Leider machen diese konstruktiven Ideen nur einen kleinen Teil des Buches aus. In der vorangestellten Analyse widmet Grassberger sich beispielsweise reichlich ausführlich der Unterscheidung zwischen links- und rechtshemisphärischem Denken und sieht darin eine Erklärung für viele gesellschaftliche Probleme. Seine Forderung, der seiner Meinung nach „ganzheitlich“ denkenden rechten Gehirnhälfte wieder mehr Raum zu geben, erscheint zwar im weiteren Sinne plausibel, bleibt jedoch neurowissenschaftlich wenig fundiert. Das ist schade, da die daraus abgeleitete Forderung nach systemischem Denken als Kernkompetenz ist absolut berechtigt ist. Diese verunglückte Darstellung ist gewissermaßen emblematisch für die größte Schwäche des Buches. So versucht Grassberger zwar einen wissenschaftlich fundierten Überblick und eine positive Zukunftsvision zu bieten, verliert sich aber leider für weite Strecken des Buches in der Art gesellschaftlicher Generalkritik, die in mancher Hinsicht zweifellos nicht ohne Berechtigung sein mag, ohne echte Empirik jedoch einigermaßen wertlos, weil von anderen schon auf höherem wissenschaftlichem Niveau geleistet, bleibt. Der belehrende Tonfall erschwert die Lektüre zusätzlich. Noch deutlich mehr zu bedauern ist allerdings, dass folglich wenig Handlungsfähigkeit an die Lesenden vermittelt wird. Dabei läge gerade die Übersetzung abstrakter regenerativer Konzepte in Ideen zur praktischen Umsetzung das Potenzial eines populärwissenschaftlichen Buchs.

Trotz dieser Schwächen bietet Regenerativ einen persönlich motivierten, niedrigschwelligen Zugang zum Thema. Besonders gelungen ist die Verbindung zwischen den in der ersten Hälfte vorgestellten Methoden des Systemdenkens und deren Anwendung auf verschiedene Lebensbereiche. Grassberger verortet die Ansätze für individuelles regeneratives Handeln treffend im Lokalen und fordert die Lesenden auf, sich aktiv für eine bessere Zukunft einzusetzen. Insofern lässt sich die Idee der Regeneration durchaus auch als Ermutigung verstehen, sich im Heute zu engagieren – auch wenn man selbst vielleicht nicht die Früchte dieser Arbeit wird ernten können.

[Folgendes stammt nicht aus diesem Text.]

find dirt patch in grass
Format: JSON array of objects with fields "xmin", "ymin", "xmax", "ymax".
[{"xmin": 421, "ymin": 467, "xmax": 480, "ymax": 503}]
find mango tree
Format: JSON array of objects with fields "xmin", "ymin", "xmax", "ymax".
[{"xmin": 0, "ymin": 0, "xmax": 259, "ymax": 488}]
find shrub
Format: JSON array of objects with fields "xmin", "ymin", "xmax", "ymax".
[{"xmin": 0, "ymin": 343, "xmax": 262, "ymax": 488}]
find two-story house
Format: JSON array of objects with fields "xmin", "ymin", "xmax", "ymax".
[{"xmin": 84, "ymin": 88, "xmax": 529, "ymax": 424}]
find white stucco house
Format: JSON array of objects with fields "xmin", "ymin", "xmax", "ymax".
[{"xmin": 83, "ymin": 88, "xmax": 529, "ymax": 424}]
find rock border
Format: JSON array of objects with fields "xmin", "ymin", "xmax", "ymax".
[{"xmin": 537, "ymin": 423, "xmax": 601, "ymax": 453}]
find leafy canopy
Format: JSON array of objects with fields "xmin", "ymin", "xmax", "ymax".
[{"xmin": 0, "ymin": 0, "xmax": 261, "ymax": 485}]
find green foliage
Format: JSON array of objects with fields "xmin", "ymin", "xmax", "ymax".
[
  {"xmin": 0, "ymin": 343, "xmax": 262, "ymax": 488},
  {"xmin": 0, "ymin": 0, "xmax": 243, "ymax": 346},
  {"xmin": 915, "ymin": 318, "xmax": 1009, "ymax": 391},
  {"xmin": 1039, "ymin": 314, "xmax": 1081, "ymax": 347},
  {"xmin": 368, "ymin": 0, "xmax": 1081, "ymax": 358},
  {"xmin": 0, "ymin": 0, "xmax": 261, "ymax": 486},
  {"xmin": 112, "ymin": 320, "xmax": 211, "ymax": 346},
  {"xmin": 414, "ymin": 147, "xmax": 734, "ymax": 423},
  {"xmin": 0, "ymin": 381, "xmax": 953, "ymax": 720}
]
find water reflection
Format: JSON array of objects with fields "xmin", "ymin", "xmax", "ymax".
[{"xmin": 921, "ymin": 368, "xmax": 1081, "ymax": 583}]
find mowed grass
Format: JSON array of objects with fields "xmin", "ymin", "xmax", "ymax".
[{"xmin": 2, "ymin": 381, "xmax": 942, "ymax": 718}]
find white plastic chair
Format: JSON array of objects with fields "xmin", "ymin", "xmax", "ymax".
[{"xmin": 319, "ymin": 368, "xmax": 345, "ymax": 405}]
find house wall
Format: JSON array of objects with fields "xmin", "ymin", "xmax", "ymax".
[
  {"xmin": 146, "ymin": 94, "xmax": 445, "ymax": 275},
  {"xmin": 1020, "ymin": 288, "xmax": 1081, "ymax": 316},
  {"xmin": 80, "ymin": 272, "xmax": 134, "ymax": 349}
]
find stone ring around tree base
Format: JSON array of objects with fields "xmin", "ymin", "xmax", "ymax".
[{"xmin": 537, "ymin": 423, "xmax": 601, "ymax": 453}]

Martin Grassberger ist österreichischer Biologe und Facharzt für Gerichtsmedizin. Neben Fragen der Human- und Gesundheitsökologie sowie der Evolutionsmedizin beschäftigt er sich mit vielen weiteren Lebensfragen der Menschheit. Sein Landwirtschaftsbuch „Das leise Sterben“ wurde in Österreich Wissenschaftsbuch des Jahres 2020 in der Kategorie Naturwissenschaft/Technik.

Regenerativ ist am 22. April 2024 im Residenz Verlag erschienen (304 Seiten, 28€).